Out of the blue, one of my co-workers asked me an interesting question as we sat across from one another this week:
“What brings you satisfaction in life?”
That’s a big question that I was not at all prepared for, so I wasn’t exactly sure how to answer. There are, after all, a lot of ways to answer it. After I gave it some thought I realized that the real question, for me, is not what brings me satisfaction, but what takes my satisfaction away.
On the whole, I am very satisfied with my life. God has been oh so good to me and my husband! In addition to all we have in Christ, we have a wonderful marriage, a baby boy on the way, health, security, and so much more. God has been abundantly good to us, and I am beyond satisfied. I am overjoyed!
Yet even with all of those blessings, it’s amazing how quickly my satisfaction can be dampened. And all it takes is the simple act of comparison. All I have to do is compare my body to someone else’s, compare my home to someone else’s, or compare where I am in life to someone else. That’s all it takes, and suddenly the cloud of dissatisfaction settles over my heart.
The truth is that God has already given us all we need to be satisfied. Too often we are the very one’s who take that satisfaction away.
Comparison is a dangerous game with terrible consequences, but recently I have wondered if it is anywhere more dangerous than in marriage. When I compare my marriage, or my husband, to another marriage or another man, I open the door to a host of thoughts that are deadly to my relationship and my family.
The reason comparison is so able to hurt marriage is that it pits the reality of a marriage against the un-reality of some other life.

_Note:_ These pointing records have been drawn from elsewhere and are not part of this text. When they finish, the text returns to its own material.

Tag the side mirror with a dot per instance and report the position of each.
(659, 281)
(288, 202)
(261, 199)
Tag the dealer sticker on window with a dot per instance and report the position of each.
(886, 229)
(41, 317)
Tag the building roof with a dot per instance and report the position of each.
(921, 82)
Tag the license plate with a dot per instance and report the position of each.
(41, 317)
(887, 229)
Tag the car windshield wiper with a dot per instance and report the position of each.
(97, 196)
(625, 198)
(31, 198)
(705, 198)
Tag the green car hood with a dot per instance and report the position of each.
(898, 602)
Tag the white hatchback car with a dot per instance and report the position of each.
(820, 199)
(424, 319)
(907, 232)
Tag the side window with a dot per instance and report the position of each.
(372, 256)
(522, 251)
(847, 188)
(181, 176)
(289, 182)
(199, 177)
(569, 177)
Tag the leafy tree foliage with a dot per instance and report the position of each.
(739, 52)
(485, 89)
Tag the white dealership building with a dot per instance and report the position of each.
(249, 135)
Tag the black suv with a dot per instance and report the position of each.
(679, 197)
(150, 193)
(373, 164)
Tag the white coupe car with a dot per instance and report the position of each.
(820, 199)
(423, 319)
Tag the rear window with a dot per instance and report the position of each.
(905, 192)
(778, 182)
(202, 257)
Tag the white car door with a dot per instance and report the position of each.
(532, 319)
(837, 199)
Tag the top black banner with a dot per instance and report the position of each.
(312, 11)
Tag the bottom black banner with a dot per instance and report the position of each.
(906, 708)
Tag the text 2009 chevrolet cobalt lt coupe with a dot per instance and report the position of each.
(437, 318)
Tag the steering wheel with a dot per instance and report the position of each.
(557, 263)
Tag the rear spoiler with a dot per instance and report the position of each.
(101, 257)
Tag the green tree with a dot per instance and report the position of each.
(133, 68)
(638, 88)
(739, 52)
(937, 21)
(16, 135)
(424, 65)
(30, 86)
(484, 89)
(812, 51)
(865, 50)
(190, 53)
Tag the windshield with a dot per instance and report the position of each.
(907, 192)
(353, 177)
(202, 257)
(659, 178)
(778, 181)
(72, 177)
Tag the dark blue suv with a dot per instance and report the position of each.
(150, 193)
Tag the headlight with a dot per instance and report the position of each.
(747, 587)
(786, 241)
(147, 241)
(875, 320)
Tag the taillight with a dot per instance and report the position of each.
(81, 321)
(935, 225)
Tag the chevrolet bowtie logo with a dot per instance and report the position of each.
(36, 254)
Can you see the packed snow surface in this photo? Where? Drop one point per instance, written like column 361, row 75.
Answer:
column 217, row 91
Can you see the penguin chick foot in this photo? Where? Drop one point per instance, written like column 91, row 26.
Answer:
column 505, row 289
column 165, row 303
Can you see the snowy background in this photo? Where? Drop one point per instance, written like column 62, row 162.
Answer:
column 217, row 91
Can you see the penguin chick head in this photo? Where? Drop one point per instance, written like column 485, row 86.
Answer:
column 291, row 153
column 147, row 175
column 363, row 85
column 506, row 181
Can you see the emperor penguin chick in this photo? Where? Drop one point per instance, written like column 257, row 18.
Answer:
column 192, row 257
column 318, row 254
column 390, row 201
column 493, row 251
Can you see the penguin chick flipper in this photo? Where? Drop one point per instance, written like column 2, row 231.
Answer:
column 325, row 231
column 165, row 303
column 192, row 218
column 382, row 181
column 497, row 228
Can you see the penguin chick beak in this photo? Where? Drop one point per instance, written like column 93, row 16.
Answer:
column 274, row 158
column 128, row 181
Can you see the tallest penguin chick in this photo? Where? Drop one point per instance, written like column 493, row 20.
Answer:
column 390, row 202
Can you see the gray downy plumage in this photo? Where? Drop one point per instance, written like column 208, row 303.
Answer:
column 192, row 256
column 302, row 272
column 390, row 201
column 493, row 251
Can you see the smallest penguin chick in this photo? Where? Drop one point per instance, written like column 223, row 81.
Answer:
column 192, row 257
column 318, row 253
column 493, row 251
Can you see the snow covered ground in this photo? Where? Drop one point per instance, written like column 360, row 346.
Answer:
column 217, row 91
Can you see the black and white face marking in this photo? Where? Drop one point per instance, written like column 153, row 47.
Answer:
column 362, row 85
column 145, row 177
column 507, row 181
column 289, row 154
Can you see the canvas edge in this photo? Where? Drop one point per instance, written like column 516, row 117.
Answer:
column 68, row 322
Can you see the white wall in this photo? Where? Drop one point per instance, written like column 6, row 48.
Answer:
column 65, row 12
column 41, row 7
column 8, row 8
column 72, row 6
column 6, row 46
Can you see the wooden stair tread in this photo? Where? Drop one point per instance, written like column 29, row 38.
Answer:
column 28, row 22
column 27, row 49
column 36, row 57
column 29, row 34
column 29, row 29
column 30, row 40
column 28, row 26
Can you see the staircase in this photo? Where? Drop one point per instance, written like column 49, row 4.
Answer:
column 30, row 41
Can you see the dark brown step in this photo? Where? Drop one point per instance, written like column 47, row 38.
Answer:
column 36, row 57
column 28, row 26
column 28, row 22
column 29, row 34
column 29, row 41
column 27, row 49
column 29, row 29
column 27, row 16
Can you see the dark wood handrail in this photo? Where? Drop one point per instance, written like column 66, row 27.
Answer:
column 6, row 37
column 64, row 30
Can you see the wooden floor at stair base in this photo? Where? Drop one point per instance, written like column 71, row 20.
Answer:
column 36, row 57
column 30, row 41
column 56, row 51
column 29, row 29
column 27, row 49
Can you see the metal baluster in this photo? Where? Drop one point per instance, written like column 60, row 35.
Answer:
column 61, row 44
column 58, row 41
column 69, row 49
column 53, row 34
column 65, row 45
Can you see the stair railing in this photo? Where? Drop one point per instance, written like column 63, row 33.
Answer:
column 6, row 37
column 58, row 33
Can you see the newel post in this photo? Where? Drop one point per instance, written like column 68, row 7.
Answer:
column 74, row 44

And when reality is competing with fantasy, fantasy always wins. Fantasy will always seem better because it isn’t plagued by the brokenness of everything that makes reality real.

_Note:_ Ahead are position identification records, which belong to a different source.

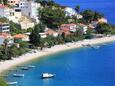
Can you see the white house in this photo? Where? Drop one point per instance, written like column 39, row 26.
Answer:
column 83, row 28
column 13, row 2
column 4, row 27
column 68, row 27
column 29, row 8
column 70, row 11
column 4, row 11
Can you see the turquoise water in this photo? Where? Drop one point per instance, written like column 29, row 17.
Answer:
column 78, row 67
column 107, row 7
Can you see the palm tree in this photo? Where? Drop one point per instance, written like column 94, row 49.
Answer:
column 77, row 8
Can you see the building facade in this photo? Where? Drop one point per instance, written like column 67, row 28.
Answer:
column 4, row 28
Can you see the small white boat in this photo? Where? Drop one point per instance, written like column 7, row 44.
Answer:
column 18, row 75
column 24, row 68
column 47, row 75
column 12, row 83
column 96, row 47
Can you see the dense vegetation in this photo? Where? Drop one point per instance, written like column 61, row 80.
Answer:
column 9, row 52
column 89, row 15
column 52, row 17
column 2, row 82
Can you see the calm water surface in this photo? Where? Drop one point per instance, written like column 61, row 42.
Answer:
column 107, row 7
column 78, row 67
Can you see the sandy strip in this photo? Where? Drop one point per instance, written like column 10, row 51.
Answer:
column 57, row 48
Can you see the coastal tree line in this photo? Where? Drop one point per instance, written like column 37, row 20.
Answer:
column 51, row 16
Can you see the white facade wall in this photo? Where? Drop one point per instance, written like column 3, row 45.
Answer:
column 29, row 8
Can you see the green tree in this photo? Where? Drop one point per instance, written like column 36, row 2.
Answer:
column 52, row 17
column 77, row 8
column 2, row 82
column 89, row 15
column 103, row 28
column 15, row 28
column 35, row 36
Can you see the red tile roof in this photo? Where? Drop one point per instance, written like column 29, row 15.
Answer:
column 5, row 35
column 2, row 6
column 68, row 24
column 20, row 36
column 65, row 29
column 50, row 31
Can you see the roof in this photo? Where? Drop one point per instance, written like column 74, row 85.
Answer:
column 65, row 29
column 5, row 35
column 50, row 31
column 20, row 36
column 68, row 24
column 2, row 6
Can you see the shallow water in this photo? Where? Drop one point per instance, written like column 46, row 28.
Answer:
column 77, row 67
column 107, row 7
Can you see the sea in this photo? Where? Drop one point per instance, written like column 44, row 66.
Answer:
column 87, row 66
column 106, row 7
column 76, row 67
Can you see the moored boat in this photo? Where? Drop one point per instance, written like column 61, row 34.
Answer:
column 12, row 83
column 18, row 75
column 47, row 75
column 31, row 66
column 24, row 68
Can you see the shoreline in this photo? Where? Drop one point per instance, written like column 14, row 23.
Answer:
column 5, row 65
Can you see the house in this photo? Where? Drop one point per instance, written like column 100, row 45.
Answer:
column 13, row 2
column 12, row 14
column 4, row 27
column 4, row 11
column 29, row 9
column 102, row 20
column 51, row 32
column 69, row 11
column 82, row 27
column 68, row 27
column 43, row 35
column 21, row 37
column 7, row 36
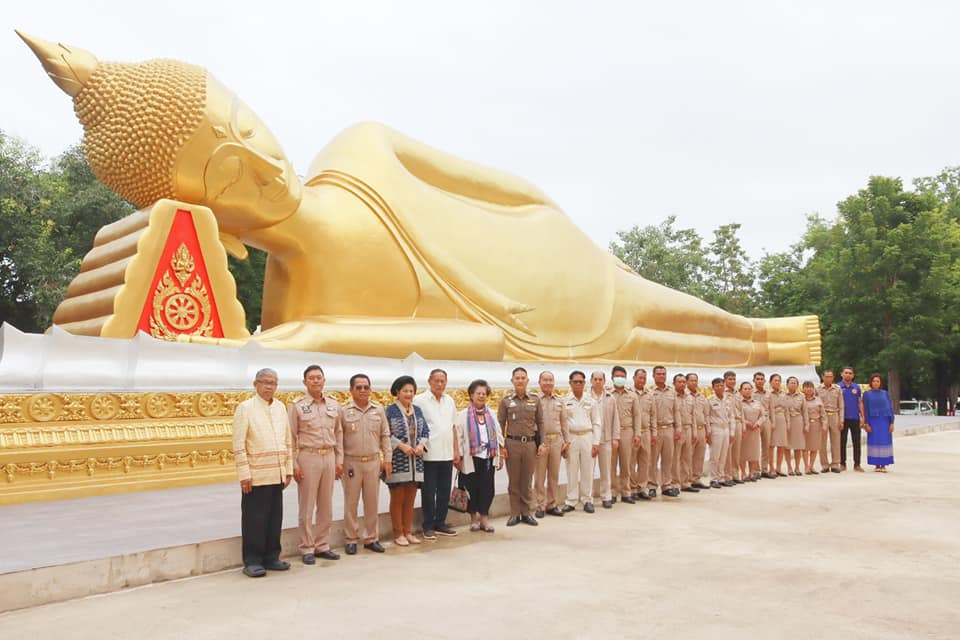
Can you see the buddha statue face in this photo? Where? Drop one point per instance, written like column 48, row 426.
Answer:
column 234, row 165
column 168, row 129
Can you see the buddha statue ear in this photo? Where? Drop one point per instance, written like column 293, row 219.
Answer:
column 69, row 67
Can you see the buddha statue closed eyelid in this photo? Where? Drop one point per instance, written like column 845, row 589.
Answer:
column 390, row 246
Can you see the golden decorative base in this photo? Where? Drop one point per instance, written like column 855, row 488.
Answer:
column 68, row 445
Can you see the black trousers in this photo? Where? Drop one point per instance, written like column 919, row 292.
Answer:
column 435, row 493
column 261, row 517
column 852, row 427
column 479, row 485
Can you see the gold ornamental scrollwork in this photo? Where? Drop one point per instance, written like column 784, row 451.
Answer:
column 184, row 308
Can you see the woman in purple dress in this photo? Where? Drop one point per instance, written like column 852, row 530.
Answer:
column 878, row 411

That’s why it’s important to remember that satisfaction begins in the soul. It is an orientation of gratitude toward God. That is not to say that our outward circumstances don’t make satisfaction difficult at times, but it is a reminder that simply changing the things we don’t like about our lives is not the solution. Not a long-lasting one, at least.
Again, comparison can poison just about any good gift that God gives–our bodies, our talents, our families, and our jobs–but I believe it is especially toxic within the context of marriage, so I will end with this final thought:
If you are in a marriage that is extremely dissatisfying to you, please keep your eyes open for comparison, or any other fantasies about the “what ifs” of a better life. Guard your thought life and take those thoughts captive. So many of the messages behind comparison are only lies masquerading as seductive truths. Don’t believe them.

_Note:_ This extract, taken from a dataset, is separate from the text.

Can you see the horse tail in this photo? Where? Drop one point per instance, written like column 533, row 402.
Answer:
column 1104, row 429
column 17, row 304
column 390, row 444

Instead believe in God. Believe in the Redeemer who can renew any broken situation and make it better than it was before before. Believe in God’s control and His good sovereignty as He leads you through seasons that you may not understand. Believe in God’s faithfulness to sustain you when you obey His word.
And on those days when marriage or life is just plain hard and it is tough to believe those things, simply join the father in Mark 9:24 who asked of Jesus, “I do believe; help me overcome my unbelief.” He will.